漢
漢 — Sino-
Sino-, China
On’yomiカン (kan)
Kun’yomi—
Stroke order (13 strokes)
Watch the strokes draw themselves in the correct order — numbers mark where each stroke starts. Diagram from KanjiVG (CC BY-SA).
Common words using 漢
| Word | Reading | Meaning |
|---|---|---|
| 漢字 | かんじ kanji | kanji; Chinese character |
| 漢方薬 | かんぽうやく kanpouyaku | Chinese herbal medicine |
| 漢語 | かんご kango | Japanese word of Chinese origin; Sino-Japanese word; language of the Han people |
| 漢文 | かんぶん kanbun | Chinese classical writing; Chinese classics; writing composed entirely of kanji |
| 漢和 | かんわ kanwa | China and Japan; Chinese and Japanese (languages); dictionary with Japanese definitions of kanji and kanji compounds |
| 常用漢字 | じょうようかんじ jouyoukanji | jōyō kanji; kanji for common use; list of 2,136 kanji designated for common use (introduced in 1981, revised in 2010) |
Study notes
漢 is a JLPT N4 kanji written with 13 strokes.
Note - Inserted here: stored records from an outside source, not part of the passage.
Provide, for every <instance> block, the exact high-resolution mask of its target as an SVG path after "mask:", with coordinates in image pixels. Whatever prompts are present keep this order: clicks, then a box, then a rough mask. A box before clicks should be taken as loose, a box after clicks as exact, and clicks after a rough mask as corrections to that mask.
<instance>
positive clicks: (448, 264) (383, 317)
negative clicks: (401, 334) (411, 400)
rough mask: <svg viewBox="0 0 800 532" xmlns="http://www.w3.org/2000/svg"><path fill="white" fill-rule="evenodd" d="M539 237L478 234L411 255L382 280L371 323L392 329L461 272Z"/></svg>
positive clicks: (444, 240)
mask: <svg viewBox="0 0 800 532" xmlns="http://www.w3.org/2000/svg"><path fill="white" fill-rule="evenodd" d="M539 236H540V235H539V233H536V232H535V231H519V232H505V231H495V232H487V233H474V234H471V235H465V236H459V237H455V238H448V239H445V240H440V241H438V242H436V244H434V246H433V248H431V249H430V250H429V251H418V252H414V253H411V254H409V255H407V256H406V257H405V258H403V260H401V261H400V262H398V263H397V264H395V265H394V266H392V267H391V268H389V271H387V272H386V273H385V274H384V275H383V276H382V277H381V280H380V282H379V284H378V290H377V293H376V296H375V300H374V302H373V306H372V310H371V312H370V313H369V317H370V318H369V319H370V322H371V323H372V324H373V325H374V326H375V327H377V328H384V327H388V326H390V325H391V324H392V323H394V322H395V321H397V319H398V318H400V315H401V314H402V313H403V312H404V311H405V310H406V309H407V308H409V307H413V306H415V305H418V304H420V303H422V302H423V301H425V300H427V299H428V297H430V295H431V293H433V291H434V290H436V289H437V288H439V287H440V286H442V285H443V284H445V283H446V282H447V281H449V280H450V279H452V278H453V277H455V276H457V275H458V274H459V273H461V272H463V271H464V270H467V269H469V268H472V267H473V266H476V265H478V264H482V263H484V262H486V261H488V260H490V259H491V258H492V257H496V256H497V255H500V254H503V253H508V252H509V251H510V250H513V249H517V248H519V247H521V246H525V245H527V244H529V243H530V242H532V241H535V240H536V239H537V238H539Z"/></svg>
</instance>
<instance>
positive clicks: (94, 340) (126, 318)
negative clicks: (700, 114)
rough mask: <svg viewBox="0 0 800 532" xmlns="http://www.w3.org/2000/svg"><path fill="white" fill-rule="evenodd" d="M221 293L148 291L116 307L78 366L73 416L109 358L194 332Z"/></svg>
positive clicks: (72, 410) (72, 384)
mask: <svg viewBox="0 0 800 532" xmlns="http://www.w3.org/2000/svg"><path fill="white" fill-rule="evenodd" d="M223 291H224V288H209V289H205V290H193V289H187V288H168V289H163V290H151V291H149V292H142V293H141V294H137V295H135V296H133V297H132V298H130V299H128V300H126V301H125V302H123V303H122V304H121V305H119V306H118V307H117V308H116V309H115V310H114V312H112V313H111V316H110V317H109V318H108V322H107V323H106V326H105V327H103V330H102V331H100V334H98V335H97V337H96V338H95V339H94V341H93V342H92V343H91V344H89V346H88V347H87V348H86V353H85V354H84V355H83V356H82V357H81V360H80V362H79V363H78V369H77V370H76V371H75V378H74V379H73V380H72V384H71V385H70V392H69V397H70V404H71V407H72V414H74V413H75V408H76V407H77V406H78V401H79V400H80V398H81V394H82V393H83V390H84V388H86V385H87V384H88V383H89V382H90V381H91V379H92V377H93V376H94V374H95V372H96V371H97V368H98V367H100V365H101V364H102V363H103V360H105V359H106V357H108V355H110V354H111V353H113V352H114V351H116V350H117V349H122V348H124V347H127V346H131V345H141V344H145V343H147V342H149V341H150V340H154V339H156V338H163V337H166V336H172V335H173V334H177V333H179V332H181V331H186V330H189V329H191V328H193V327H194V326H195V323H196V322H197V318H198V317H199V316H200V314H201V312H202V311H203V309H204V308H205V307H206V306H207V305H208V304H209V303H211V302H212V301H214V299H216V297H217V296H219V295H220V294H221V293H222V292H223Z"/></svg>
It is taught in Japanese elementary school (grade 3), so native children learn it early — a good sign it appears everywhere. Ranked #1487 of the 2,500 most frequent kanji in newspapers. On’yomi (音読み) are Chinese-derived readings mostly used in compound words; kun’yomi (訓読み) are native Japanese readings, with any highlighted part written in hiragana after the kanji (okurigana).